Label propagation: predictions before context has burned in
vadimkantorov opened this issue · comments
@ajabri Could you please explain how results are filled for first n_context = 20
frames? Are they copied from ground truth? The paper suggests that the ground truth is only used for the 1st frame, but I can't find where predictions for 2nd-20th frames are filled in. Are they filled in as background?
From what I could see, predictions affect lbls
only after n_context
frames https://github.com/ajabri/videowalk/blob/0834ff9/code/test.py#L144-L148:
if t > 0:
lbls[t + n_context] = pred
else:
pred = lbls[0]
lbls[t + n_context] = pred
For DAVIS evaluation, the frames are saved at index t
and not t + n_context
https://github.com/ajabri/videowalk/blob/0834ff9/code/test.py#L168:
outpath = os.path.join(args.save_path, str(vid_idx) + '_' + str(t))
Are these 2nd-20th frames included in error metric evaluation? and what prections are used for these frames?
Thanks, @ajabri !
Hi @vadimkantorov, thanks for the question.

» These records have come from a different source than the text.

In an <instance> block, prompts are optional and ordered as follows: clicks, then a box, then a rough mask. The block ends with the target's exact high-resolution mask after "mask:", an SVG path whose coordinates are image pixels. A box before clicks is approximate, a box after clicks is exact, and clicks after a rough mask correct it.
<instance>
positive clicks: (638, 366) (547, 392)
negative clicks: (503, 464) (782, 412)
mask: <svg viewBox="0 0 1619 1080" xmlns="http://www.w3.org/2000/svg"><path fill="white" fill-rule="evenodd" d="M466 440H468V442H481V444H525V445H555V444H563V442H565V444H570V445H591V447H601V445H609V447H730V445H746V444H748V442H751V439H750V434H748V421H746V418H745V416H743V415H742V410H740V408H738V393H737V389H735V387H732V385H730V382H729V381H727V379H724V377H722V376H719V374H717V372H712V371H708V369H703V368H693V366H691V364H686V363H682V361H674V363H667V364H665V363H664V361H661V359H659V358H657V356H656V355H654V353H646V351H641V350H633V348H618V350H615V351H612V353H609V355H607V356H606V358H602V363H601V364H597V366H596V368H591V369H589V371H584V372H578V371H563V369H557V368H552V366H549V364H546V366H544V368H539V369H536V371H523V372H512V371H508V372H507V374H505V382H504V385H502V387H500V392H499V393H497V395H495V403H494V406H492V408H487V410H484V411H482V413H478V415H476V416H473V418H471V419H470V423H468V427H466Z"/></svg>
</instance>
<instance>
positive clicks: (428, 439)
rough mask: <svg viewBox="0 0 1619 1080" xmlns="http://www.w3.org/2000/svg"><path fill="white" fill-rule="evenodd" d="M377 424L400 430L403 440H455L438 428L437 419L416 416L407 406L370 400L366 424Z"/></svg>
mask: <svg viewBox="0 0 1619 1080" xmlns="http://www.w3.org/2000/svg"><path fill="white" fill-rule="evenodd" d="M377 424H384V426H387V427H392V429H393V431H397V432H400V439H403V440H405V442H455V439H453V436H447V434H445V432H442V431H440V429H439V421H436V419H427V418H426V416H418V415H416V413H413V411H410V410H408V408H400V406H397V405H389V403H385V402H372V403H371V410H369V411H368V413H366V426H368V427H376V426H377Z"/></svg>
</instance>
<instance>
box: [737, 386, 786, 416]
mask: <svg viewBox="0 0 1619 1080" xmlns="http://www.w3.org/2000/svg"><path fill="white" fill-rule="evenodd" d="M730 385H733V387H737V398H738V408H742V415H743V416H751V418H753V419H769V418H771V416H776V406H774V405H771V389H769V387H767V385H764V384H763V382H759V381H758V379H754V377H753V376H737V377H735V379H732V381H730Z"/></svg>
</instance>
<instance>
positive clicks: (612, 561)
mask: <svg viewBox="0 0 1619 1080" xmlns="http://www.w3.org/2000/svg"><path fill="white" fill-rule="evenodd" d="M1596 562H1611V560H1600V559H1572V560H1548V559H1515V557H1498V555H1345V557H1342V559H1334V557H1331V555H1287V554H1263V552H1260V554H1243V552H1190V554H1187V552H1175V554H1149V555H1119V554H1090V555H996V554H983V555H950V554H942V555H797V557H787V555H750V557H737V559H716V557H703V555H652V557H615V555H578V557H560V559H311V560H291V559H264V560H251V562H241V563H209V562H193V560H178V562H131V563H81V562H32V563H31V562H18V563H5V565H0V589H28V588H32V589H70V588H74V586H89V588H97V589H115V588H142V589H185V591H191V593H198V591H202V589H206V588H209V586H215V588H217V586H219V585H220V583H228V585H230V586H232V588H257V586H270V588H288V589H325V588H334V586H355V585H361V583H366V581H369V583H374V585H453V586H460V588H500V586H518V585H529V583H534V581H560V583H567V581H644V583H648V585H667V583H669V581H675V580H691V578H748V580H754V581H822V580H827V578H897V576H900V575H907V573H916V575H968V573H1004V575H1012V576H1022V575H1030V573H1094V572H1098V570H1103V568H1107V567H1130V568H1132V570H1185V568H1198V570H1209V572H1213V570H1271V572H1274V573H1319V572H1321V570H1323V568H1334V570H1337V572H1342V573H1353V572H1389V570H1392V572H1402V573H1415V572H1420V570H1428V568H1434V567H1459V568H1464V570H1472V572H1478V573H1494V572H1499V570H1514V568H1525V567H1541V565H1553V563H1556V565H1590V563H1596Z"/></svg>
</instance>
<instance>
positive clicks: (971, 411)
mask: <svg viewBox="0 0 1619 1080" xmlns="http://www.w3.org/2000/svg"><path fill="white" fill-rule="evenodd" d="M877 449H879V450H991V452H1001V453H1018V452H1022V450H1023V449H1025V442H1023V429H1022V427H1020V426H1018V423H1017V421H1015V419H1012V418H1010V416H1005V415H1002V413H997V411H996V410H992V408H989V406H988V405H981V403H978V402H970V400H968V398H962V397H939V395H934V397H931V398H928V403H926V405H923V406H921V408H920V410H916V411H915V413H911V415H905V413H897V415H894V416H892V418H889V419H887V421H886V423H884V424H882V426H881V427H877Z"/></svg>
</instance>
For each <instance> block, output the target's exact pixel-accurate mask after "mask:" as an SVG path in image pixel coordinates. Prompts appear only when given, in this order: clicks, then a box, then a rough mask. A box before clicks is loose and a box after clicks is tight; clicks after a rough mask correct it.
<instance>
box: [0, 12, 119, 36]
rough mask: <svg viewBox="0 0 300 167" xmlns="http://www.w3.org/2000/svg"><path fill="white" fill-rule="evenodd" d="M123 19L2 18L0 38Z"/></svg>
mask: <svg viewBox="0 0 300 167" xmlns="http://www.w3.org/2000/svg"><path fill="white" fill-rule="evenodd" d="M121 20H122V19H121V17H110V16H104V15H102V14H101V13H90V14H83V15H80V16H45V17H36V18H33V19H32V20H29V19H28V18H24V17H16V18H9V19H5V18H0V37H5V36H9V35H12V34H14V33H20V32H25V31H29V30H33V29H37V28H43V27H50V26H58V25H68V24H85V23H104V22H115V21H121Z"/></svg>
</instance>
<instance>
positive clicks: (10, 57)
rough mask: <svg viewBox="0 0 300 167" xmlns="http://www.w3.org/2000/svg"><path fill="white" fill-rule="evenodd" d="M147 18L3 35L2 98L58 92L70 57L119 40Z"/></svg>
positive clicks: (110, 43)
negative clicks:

Sorry the code is a bit confusing.
lbsl
should have T + n_context
label maps. The first n_context
are the first frame's labels, copied. This is just to make the implementation simpler. As we propagate labels, we put the predicted label maps back into lbls
, to satisfy the recurrence.
Only the last T
label maps are dumped to file. So whereas the file path is saved at index t
, the data that is dumped, named pred
, is actually lbls[t + n_context]
.
Does this make sense?
Ah, I see! So VOSDataset
would insert the first frame copied 20 times in the queue, right?
Yes